Timothy Peter Macdonald (born 7 September 1980) is an Australian cricket coach and former cricketer, who is an assistant coach of the England women's cricket team. As a player, MacDonald was a bowler who played for Western Australia and Tasmania.

==Career==
Macdonald was a pace bowler who represented Western Australia and Tasmania. He played club cricket for Claremont-Nedlands in the WACA District League; he took 70 wickets in the 2005-06 tournament at an average of 11.63. He was signed by Western Australia for the 2006–07 season. He was not selected for the Tasmania squad for the 2011–12 season.

In the 2013–14 season, Macdonald was player-coach of the Claremont-Nedlands; he took 42 wickets in the season, the most of any Claremont-Nedlands player. After the season, MacDonald retired from playing cricket. He was named the WACA District League Senior Coach of the Year for the 2016–17 season.
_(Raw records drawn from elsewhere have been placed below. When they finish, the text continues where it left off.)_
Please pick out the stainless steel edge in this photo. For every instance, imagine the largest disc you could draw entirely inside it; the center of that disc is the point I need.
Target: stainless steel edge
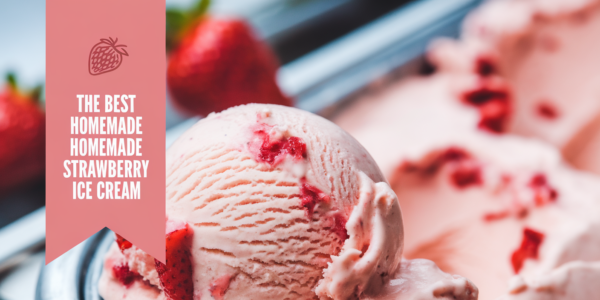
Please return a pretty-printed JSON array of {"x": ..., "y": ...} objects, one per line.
[
  {"x": 75, "y": 274},
  {"x": 342, "y": 67},
  {"x": 21, "y": 237}
]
MacDonald later worked as an assistant coach under Lisa Keightley at Perth Scorchers and Western Fury. He was an assistant coach for the Australia women's national cricket team for their 2017–18 series in India. McDonald was later an assistant coach of the England women's cricket team for the 2020 ICC Women's T20 World Cup, and in August 2020, he was given the role full-time.